Celik’s books include The Remaking of Istanbul: Portrait of an Ottoman City in the Nineteenth Century (1986), winner of the Institute of Turkish Studies Book Award, 1987; Displaying the Orient: Architecture of Islam at Nineteenth Century World’s Fairs (1992); Streets: Critical Perspectives on Public Space (1993—co-editor); Urban Forms and Colonial Confrontations: Algiers under French Rule (1997); Empire, Architecture, and the City: French-Ottoman Encounters, 1830-1914 (2008), winner of the Society of Architectural Historians Spiro Kostof Book Award, 2010; Walls of Algiers: Narratives of the City through Text and Image (2009—co-editor); and Scramble for the Past: A Story of Archaeology in Ottoman Empire, 1753-1914 (co-editor, 2011). She is also the author of many articles on cross-cultural topics.
Celik has received prestigious fellowships including support from the National Endowment for the Humanities (2012); John Simon Guggenheim (2004); and American Council of Learned Societies (2011, 2004, 1992).
Celik served as the editor of the Journal of the Society of Architectural Historians (2000-2003).
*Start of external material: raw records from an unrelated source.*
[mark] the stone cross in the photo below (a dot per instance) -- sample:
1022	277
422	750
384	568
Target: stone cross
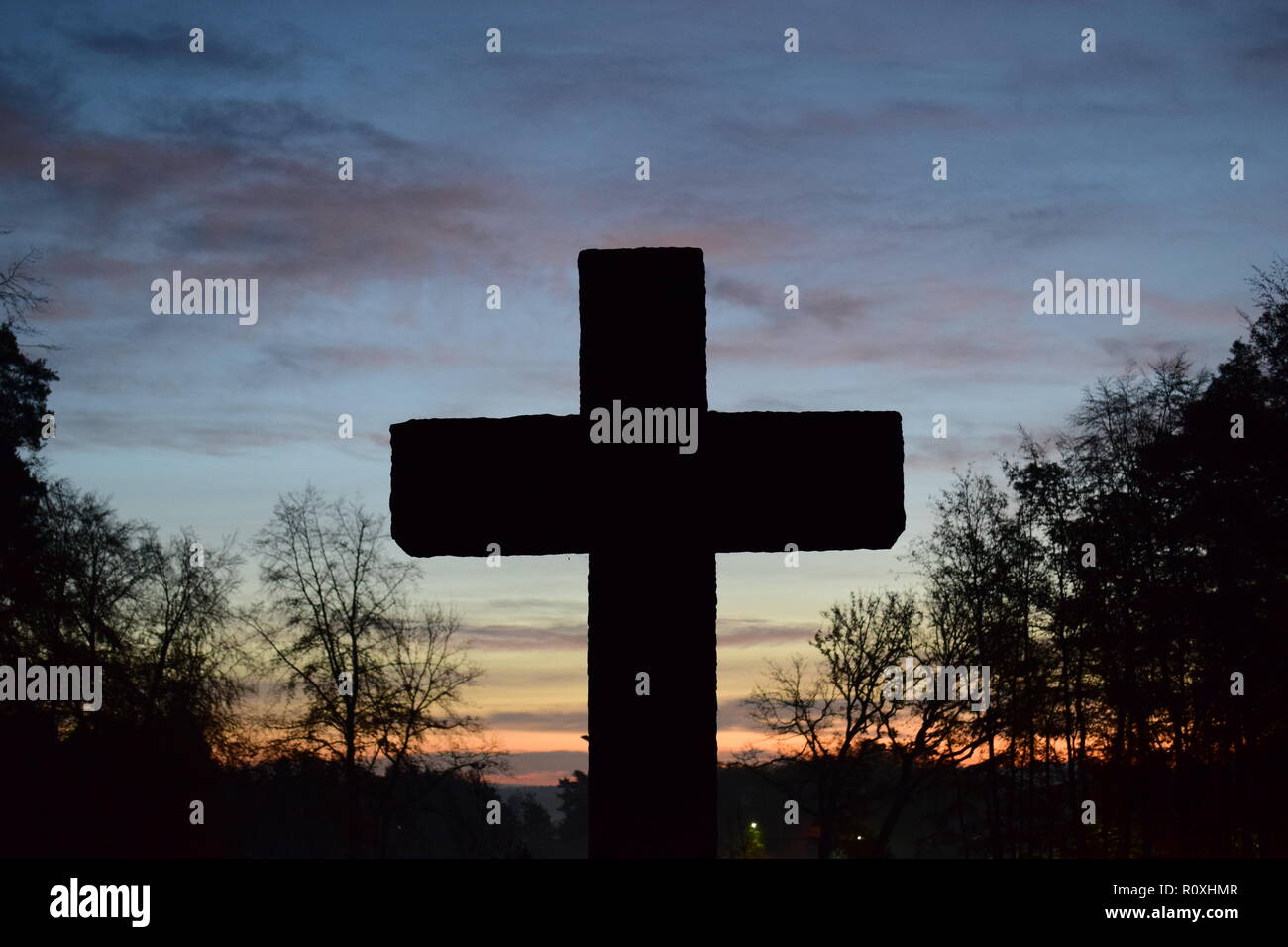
652	510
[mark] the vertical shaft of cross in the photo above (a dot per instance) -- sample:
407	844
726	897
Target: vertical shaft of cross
652	758
652	599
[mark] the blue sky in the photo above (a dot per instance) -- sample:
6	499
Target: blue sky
477	169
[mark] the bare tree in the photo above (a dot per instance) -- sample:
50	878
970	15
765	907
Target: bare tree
831	716
368	684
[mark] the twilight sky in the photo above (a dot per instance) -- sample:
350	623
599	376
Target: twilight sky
473	169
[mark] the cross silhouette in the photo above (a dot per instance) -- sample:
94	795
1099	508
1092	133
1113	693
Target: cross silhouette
652	519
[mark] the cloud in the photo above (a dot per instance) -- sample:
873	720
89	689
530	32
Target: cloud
540	720
755	633
167	46
527	637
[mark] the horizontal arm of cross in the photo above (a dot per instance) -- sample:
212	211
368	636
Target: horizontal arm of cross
536	484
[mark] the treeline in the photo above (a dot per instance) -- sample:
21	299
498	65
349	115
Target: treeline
1126	582
323	718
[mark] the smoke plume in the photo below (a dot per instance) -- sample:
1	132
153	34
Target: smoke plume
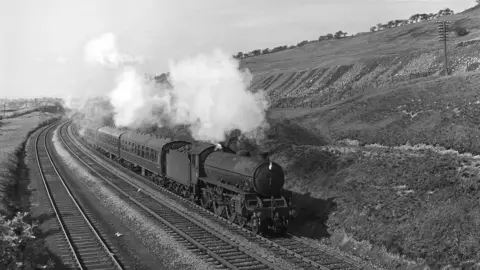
103	50
208	92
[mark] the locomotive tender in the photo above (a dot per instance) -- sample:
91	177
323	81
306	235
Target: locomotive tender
246	190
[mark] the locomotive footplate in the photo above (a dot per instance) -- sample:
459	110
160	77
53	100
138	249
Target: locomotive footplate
267	213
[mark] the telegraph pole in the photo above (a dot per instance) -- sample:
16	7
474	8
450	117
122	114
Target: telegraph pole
443	30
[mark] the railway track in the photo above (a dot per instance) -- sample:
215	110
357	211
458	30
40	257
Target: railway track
82	246
299	251
201	240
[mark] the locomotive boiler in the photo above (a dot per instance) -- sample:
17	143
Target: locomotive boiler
247	190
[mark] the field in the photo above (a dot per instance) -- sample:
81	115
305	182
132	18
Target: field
320	73
14	130
362	126
17	233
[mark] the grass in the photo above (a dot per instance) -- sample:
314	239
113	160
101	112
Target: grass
442	111
419	206
19	246
321	73
404	39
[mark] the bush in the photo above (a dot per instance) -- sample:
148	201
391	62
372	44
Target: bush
18	247
461	31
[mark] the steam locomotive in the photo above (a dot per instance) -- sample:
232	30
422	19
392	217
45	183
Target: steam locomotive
247	190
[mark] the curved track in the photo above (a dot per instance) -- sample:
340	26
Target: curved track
299	251
200	239
82	246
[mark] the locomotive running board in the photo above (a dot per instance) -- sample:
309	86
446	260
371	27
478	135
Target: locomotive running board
235	189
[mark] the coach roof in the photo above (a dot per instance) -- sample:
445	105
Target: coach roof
136	137
111	131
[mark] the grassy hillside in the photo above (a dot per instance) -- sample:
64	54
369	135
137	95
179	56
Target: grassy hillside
441	111
388	205
327	71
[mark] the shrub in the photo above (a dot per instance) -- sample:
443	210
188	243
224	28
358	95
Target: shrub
18	247
461	31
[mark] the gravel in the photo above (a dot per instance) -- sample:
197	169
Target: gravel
239	239
160	242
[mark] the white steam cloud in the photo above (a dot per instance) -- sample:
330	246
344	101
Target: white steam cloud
103	50
209	93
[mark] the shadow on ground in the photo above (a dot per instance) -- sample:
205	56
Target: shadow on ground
312	216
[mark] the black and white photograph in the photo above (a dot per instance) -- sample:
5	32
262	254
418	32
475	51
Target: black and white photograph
226	134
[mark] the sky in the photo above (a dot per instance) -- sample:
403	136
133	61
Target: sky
42	42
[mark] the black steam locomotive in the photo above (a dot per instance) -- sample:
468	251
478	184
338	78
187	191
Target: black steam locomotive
247	190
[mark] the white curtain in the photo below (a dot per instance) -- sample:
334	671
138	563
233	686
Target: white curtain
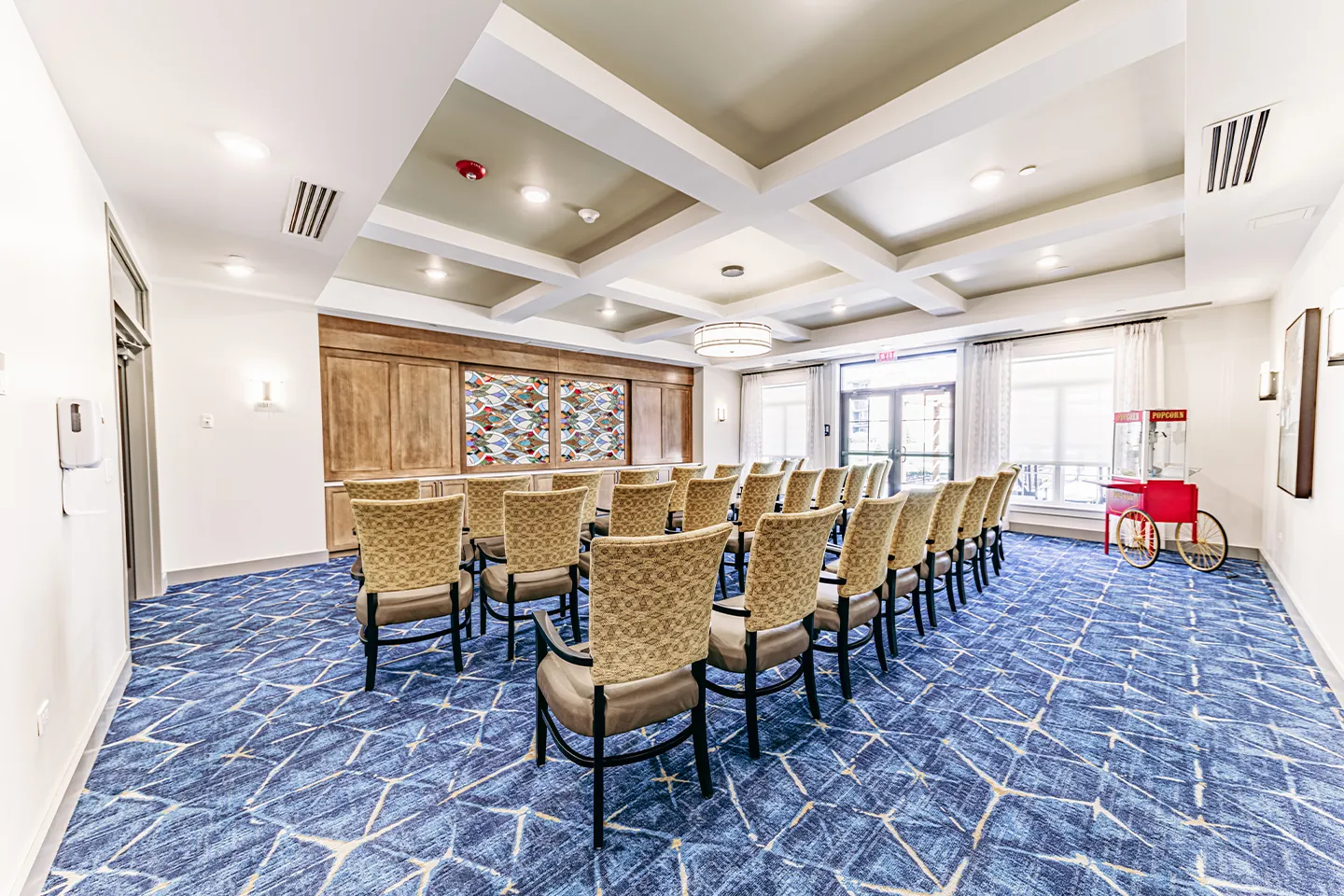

Prior to her most recent collaboration in Turkey, Celik co-curated “Walls of Algiers” at the Getty Research Institute, Los Angeles (May-October 2009) and “Scramble for the Past: A Story of Archaeology in the Ottoman Empire, 1753-1914” at Salt, Istanbul (October 2011-March 2012).
Celik received her PhD from the University of California, Berkeley.